By Siân Kavanagh, Communications Officer, Hivos Global Office
Confronting a changing landscape
From day one of Financing for Feminist Futures, I could see that it aimed to think big under a big tent. Activists, foundations, women’s funds, government officials, and policymakers were all gathered in one space facilitated and organized by the Walking the Talk consortium.
Over forty sessions filled the agenda from 8 to 10 October, from plenary discussions to learning huddles, research presentations, and collaborative panels. Participants grappled with how to strengthen feminist movements in the face of global backlash, how to safeguard existing funding sources, and how to build new models for resourcing gender equality. Despite their diversity, everyone felt united by a determination to come up with answers.

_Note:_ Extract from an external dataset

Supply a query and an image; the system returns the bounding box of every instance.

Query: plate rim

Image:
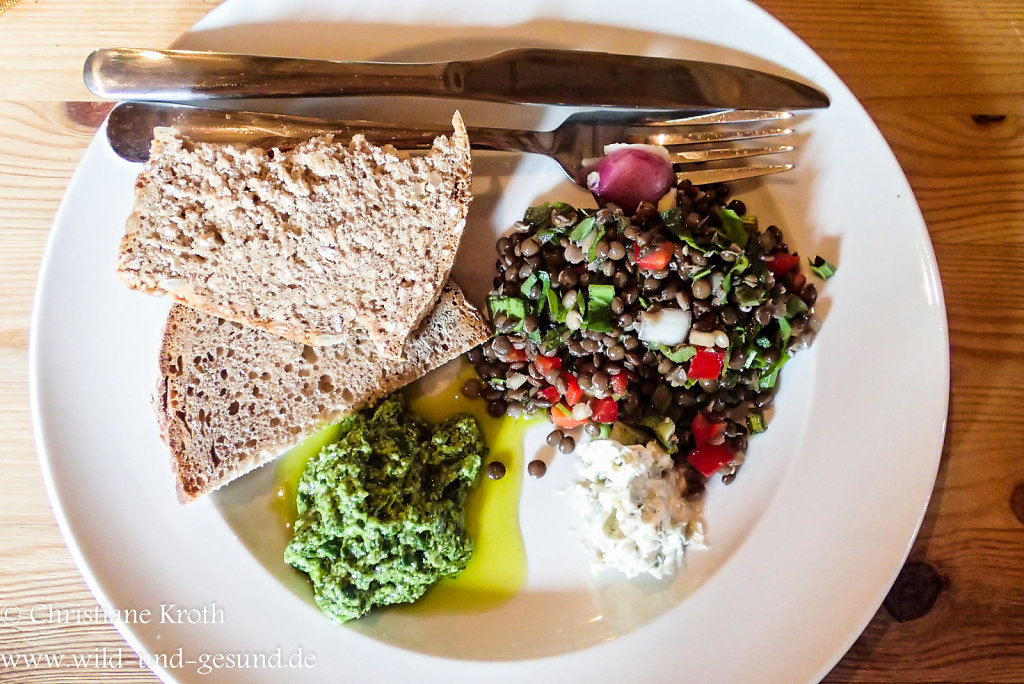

Rethinking feminist financing – a spotlight on some key sessions
In between supporting my colleagues and firing off social media posts, I managed to sit in on quite a few sessions. Here are a few that stood out as examples of new directions feminism must take to seek funding. In a panel on Reimagining Funding for Gender-Just Climate Action, speakers critiqued how gender is left out of climate finance, or worse, appears as a form of tokenism. Too many initiatives, they argued, frame women solely as victims, while overlooking gender diversity, intersectionality, and community-led approaches.
Queering the Rules for Feminist Financing discussed the intersections of queer movements with economic justice. Aparna Apora from the Society of Gender Professionals spoke about the need to value informal care economies within LGBTQIA+ communities: the mutual aid networks, chosen families, and unpaid labor that sustain life where states and markets fail. Fellow speaker Bren Maira Kutch (they/them) warned of the coordinated efforts by anti-gender funders across the U.S., Europe, and Russia to erode the rights of women, queer, trans, and intersex people. “We’re being attacked as one,” they said. “We must defend as one.”
Countering emerging threats
In Global Backlash, Fierce Resistance, Hivos CEO Marco De Ponte reflected on how consortiums and coalitions can help bridge capacity gaps and improve stability through long-term public financing. He emphasized the need to mobilize public opinion and hold governments accountable, while also engaging young people, especially young men, whose growing alignment with right-wing ideologies calls for renewed outreach and inclusion.
Ján Michalko, Research Fellow from ODI Global, offered a sobering reminder that patriarchy continues to evolve, even as feminists learn to recognize its patterns. Speaking during The Past is Prologue, and the Future is Now, Jan urged movements to bring new allies into the fold and to tackle emerging threats like tech authoritarianism and restrictive family policies that undermine gender justice.
Panelists also cautioned that international commitments, especially those made during the Fourth International Conference on Financing for Development (FFd4), risk falling short without structural reforms to global debt, taxation, and financial governance. As several Global Majority advocates pointed out, the challenge is not the lack of feminist ideas, but the lack of political will to confront entrenched power structures. advocates pointed out, the challenge is not the lack of feminist ideas, but the lack of political will to confront entrenched power structures.
What comes next
As the conference ended, our Walking the Talk consortium turns their focus to what comes next. The conference’s insights and commitments will continue to shape global advocacy for feminist financing in the months ahead. Post-conference, you can read the first recommendations already, and subsequent readouts and briefings will be organized with donor governments and philanthropic institutions, including those who were unable to attend the conference. These outcomes will also be integrated into key policy platforms such as the Feminist Foreign Policy Conference in Paris (2025) and Women Deliver (2026).
Participants underscored the importance of following up on post-FFd4 commitments, monitoring how they influence the links between global financing and gender equality, and using the research compendium and 12 Calls to Action developed by Walking the Talk to strengthen advocacy efforts.
All in all, the conference felt like a collective act of imagining a better future. Participants reaffirmed their commitment to building an enabling environment for feminist work, one that redistributes power and holds decision-makers accountable. Despite limited resources, feminist movements have always held the line and survived through resilience, imagination, and mutual care. In Madrid, I saw that endurance on full display.